Le foto che l'Anas ha deciso di mettere in mostra (undici autori, di età diverse), sono la testimonianza di un'interazione in essere e, per certi versi e tratti, felice, certamente assai domestica, tra città e paesaggio, città e infrastruttura, cultura e servizio, velocità e crescita. In una delle sale espositive, a disposizione del pubblico, ci sono alcuni visori 3D: li si indossa e si è immersi nei cantieri della nuova Sa-Rc, con un video a 360 gradi che sfrutta la realtà aumentata tramite gli smart-glass e la realtà virtuale tramite i visori. Un video di tre minuti che, almeno per un po', spazza via "Romanzo Popolare" e Tognazzi, che giustamente irridevano il gigantismo retorico che per decenni ha fatto di un'opera pubblica lo zimbello di governi, ma pure di popoli (stridente, no?).

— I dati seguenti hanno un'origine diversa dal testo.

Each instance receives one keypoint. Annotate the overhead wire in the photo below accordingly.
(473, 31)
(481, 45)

Della bellezza paesaggistica che l'autostrada valorizza, ha scritto su questo giornale Antonio Pascale, qualche mese fa. E dello stupore per la sua scorrevolezza, persino non in antitesi con l'idea un po' sorniona dello scorrere del tempo che si ha al Sud. Che l'A3 sia “un'opera d'arte e ingegneria” (che connubio vertiginoso!), un elemento di lessico politico e familiare e quasi un soggetto morale agente, invece, lo hanno colto gli artisti chiamati da Anas e Maxxi.

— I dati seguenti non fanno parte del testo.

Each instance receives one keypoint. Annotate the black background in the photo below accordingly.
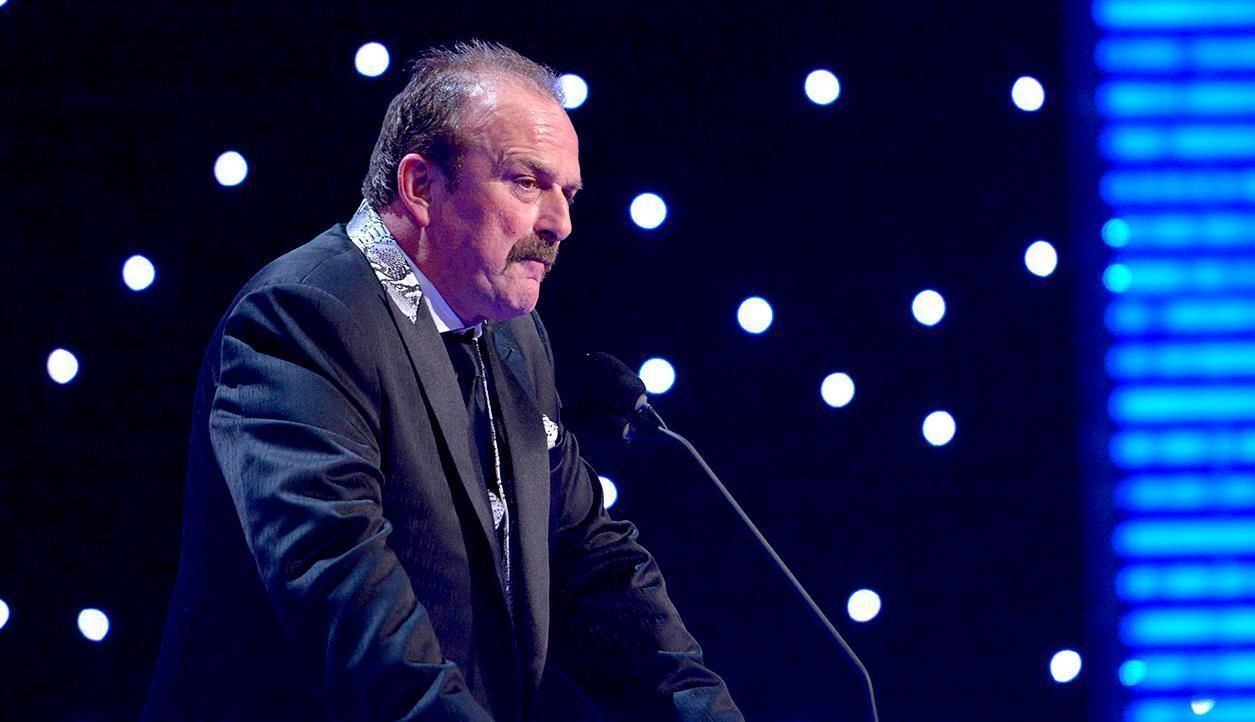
(923, 175)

"Il paesaggio è un testo unico dell'educazione del nostro sguardo ed è oggetto di continua perifrasi. Il paesaggio è un'enciclopedia. Una delle responsabilità più grandi sta nel comprendere che il progettista o il fotografo, chiunque agisca sul paesaggio, con il suo lavoro partecipa e interviene nel corpo di questa Enciclopedia", hanno scritto i due curatori della mostra, Emilia Giorgi e Antonio Ottomanelli.
La responsabilità di questa enciclopedia, però, è una consegna per tutto il paese. Regioni e cittadini meridionali in testa: obsoleta o all'avanguardia, incompleta per tendenza o per volontà o per cultura, la strada è servita. Darle vita e cammino sta a noi.